- Episode no.: Season 6 Episode 6
- Directed by: Roxann Dawson
- Story by: André Bormanis
- Teleplay by: Robert Doherty
- Production code: 227
- Original air date: November 3, 1999

Guest appearance
- Mark Moses - Naroq;

Episode chronology
| ← Previous "Alice" | Next → "Dragon's Teeth" |
- Star Trek: Voyager season 6

= Riddles (Star Trek: Voyager) =

"Riddles" is the 126th episode of Star Trek: Voyager, the sixth episode of the sixth season. Roxann Dawson makes her directorial debut. The episode follows a crewmember of a spaceship in the 24th century who has his mind attacked by aliens; upon his return, his shipmates try to help him recover. Set in the Star Trek universe, the episode takes advantage of previously established lore about Vulcans, to explore emotions, recovery, and friendship.

The episode was written by Andre Bormanis (story) and Robert Doherty (teleplay), and aired on UPN on November 3, 1999. Bormanis was also the Star Trek science consultant.

Actor Mark Moses guest stars as the alien Naroq.

== Plot ==
Tuvok and Neelix have returned from a diplomatic mission. Tuvok scans the Delta Flyer, discovering a cloaking frequency, and suffers neurological damage after an attack by an invisible alien called a "Ba'Neth". He experiences cognitive impairment, memory loss, personality changes, and loss of emotional control. With help from the race they had just met with, Voyager receives a deputy investigator with theories on the terminally cloaked alien race, allowing Voyager to expose them.

Neelix resolves to help Tuvok recover. In the process, they develop a deep friendship, one that Neelix has desired but Tuvok has till late denied. As Tuvok's recovery ensues, he slowly comes to recall details of the encounter, and to discover new abilities in himself such as preparing desserts and enjoying jazz.

The information locked in Tuvok's damaged mind is essential to locating the cloaked alien race. Neelix must also work with the conflicts between Tuvok's needs, Neelix's own desires in his new friendship, and the need of Voyager's crew for their formerly expert tactical officer Tuvok.

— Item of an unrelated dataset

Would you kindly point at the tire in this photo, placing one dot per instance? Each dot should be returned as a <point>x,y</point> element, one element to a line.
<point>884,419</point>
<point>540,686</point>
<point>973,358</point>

Following Captain Janeway's encouragement, Tuvok eventually draws the cloaking frequency in icing on a cake he prepared, and the crew is able to produce this frequency through the deflector. They expose a cloaked space station, and eventually negotiate for details on the weapon used on Tuvok. Tuvok slowly makes a full recovery, but still appears to retain a bit of the illogical self he briefly knew.

== Analysis ==
This episode was noted for the use of a medical history to help with a diagnosis, pointing out how the EMH checks Tuvok's medical history.

== Reception ==
Keith DeCandido of Tor.com rated the episode 6 out of 10.

== Releases ==
This episode was released on DVD as part of a season 6 boxset on December 7, 2004.